The Mexican state company has had a rocky relationship with Repsol Chairman Antonio Brufau in recent years, and through its position on the Repsol board had unsuccessfully attempted to dislodge him from his post.

Pemex had no immediate comment on the sale. A spokesman for Repsol in Madrid declined to comment.

The stake sale throws into question the future of any cooperation at a time when Pemex is expected to begin joining with private firms to develop reserves in Mexico.

"There's not really anything strategic that has come out of the relationship. There's been talk of collaboration, but nothing beyond technical exchange agreements they have with other companies," said John Padilla, managing director of energy consultancy IPD Latin America. Pemex could either keep the proceeds abroad and invest in projects that give it badly needed experience--such as partnering in the U.S. in shale gas or deep water oil projects-- or use the money for its operations inside Mexico, Mr. Padilla said.
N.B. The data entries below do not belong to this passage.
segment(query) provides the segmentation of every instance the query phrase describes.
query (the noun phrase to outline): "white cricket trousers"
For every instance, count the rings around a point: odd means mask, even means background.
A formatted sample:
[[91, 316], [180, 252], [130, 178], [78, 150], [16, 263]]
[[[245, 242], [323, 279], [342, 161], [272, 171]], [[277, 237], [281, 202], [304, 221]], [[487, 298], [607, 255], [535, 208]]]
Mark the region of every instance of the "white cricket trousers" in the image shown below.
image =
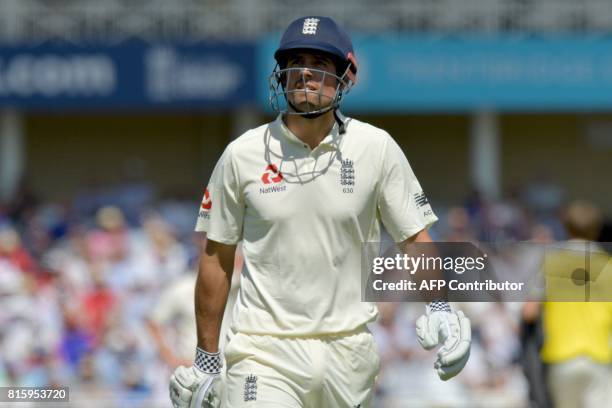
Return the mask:
[[586, 357], [550, 364], [548, 387], [555, 408], [612, 407], [611, 376], [609, 365]]
[[367, 408], [380, 368], [363, 328], [317, 337], [230, 333], [226, 408]]

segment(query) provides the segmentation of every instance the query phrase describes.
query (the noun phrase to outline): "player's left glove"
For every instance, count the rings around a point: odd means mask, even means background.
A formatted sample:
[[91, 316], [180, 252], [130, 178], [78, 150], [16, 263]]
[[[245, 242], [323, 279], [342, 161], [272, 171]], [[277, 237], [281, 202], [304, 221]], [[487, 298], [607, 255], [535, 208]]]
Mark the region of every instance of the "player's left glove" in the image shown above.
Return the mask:
[[431, 302], [425, 314], [417, 319], [416, 332], [424, 349], [442, 345], [434, 363], [441, 380], [453, 378], [465, 367], [470, 357], [472, 329], [463, 312], [453, 312], [446, 302]]

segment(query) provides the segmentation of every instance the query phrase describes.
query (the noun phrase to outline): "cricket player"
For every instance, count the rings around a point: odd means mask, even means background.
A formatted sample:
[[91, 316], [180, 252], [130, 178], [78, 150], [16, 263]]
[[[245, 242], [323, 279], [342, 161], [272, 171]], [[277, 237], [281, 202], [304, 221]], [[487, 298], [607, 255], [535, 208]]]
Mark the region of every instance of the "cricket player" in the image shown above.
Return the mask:
[[[436, 221], [402, 150], [385, 131], [344, 116], [357, 80], [348, 35], [330, 18], [291, 23], [270, 76], [276, 120], [226, 148], [196, 229], [207, 233], [195, 307], [192, 367], [170, 380], [174, 407], [368, 407], [379, 357], [361, 302], [361, 244], [380, 222], [402, 247], [430, 242]], [[236, 244], [244, 269], [221, 375], [219, 329]], [[470, 323], [444, 301], [417, 321], [420, 343], [441, 345], [449, 379], [465, 365]]]

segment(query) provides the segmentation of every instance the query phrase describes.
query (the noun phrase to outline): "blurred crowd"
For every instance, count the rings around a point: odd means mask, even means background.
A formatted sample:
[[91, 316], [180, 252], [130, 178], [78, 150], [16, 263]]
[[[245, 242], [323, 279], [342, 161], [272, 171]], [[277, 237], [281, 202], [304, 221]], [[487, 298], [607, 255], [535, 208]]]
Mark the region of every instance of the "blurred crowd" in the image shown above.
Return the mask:
[[195, 276], [196, 200], [156, 202], [137, 186], [64, 204], [22, 192], [3, 207], [0, 384], [70, 385], [87, 406], [167, 406], [149, 321], [171, 283]]
[[[195, 346], [198, 199], [159, 200], [141, 185], [84, 191], [62, 204], [23, 190], [0, 207], [0, 385], [69, 385], [76, 406], [168, 406], [171, 369]], [[563, 239], [563, 199], [540, 185], [499, 202], [474, 193], [461, 206], [433, 203], [440, 222], [432, 235]], [[526, 406], [521, 305], [462, 308], [474, 328], [471, 358], [457, 381], [441, 382], [415, 338], [423, 305], [380, 304], [376, 406]]]

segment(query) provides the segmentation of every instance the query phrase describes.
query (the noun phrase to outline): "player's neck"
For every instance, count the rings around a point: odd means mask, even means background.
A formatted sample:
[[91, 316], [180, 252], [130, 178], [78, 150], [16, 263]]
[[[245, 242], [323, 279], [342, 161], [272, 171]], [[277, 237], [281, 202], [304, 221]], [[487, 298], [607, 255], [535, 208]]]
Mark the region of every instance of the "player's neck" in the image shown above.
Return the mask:
[[313, 119], [306, 119], [298, 115], [284, 115], [283, 120], [291, 133], [311, 149], [317, 147], [321, 140], [325, 139], [335, 123], [333, 110]]

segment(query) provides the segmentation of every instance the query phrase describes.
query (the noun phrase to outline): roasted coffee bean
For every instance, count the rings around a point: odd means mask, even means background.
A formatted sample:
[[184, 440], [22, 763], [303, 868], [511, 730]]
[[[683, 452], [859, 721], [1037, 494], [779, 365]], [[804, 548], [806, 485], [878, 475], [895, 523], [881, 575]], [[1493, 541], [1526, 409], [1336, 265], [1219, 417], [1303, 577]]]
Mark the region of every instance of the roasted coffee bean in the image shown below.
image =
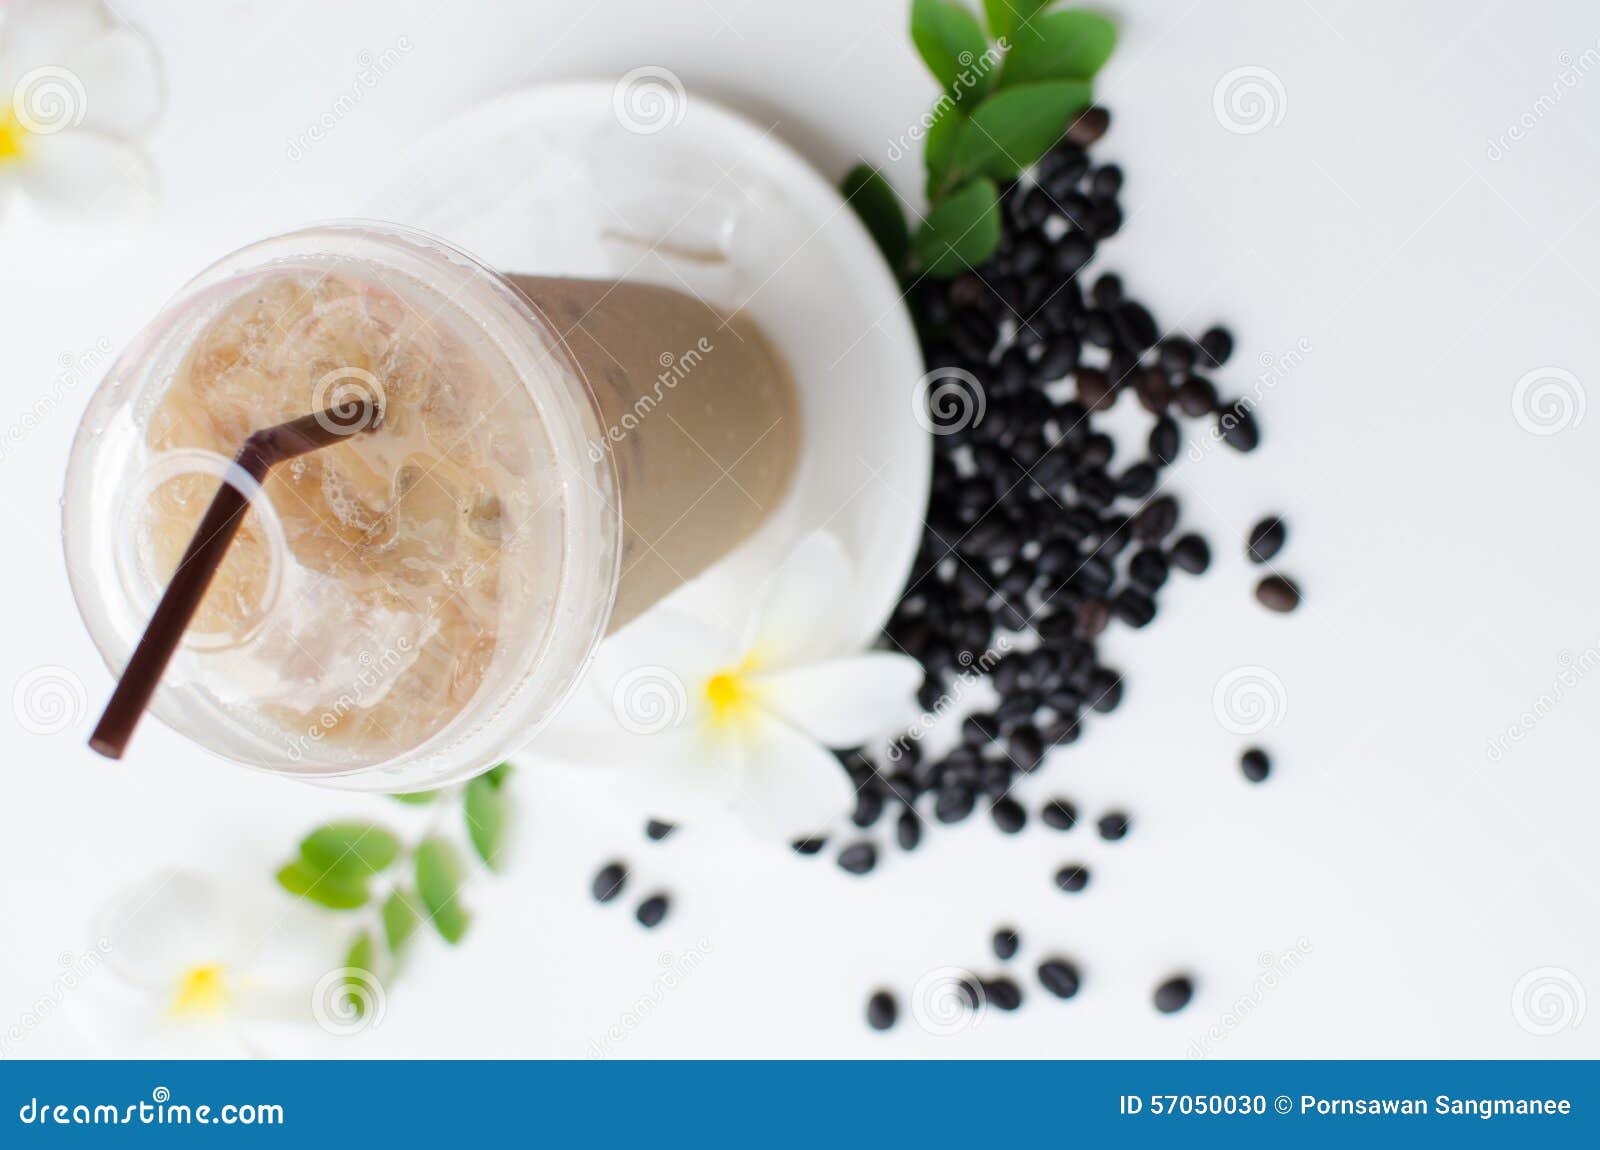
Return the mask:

For decades, Pemex kept a low profile in its partnership with Repsol, rotating the representatives that it would send to Repsol board meetings. But the alliance deteriorated under the previous Pemex management, which doubled its stake in Repsol and sought to oust Mr. Brufau via a shareholder pact with struggling construction company Sacyr-Vallehermoso SA. The 2011 pact fell apart after Sacyr had to sell half of its 20% Repsol stake to pay debt.

Pemex and Repsol patched up the dispute, signing an accord to cooperate on upstream and downstream business opportunities. The partnership fared no better after Mexico's change of government in 2012 and the appointment of current chief executive Emilio Lozoya to head Pemex, who has been critical of returns on the investment in Repsol.

The divorce is also unlikely to faze the Spanish company, which is flush with cash after selling the bonds it received from Argentina as compensation for the country's 2012 expropriation of its local unit, YPF SA in a deal Pemex helped to broker, and unloading the remaining stake it held in YPF.

Although Repsol executives have repeatedly said they're willing to collaborate with Pemex to help boost Mexico's oil production by investing there, the Madrid-based company is focused on growing by buying oil companies or assets in wealthy countries like Canada or Norway.

Anthony Harrup contributed to this article.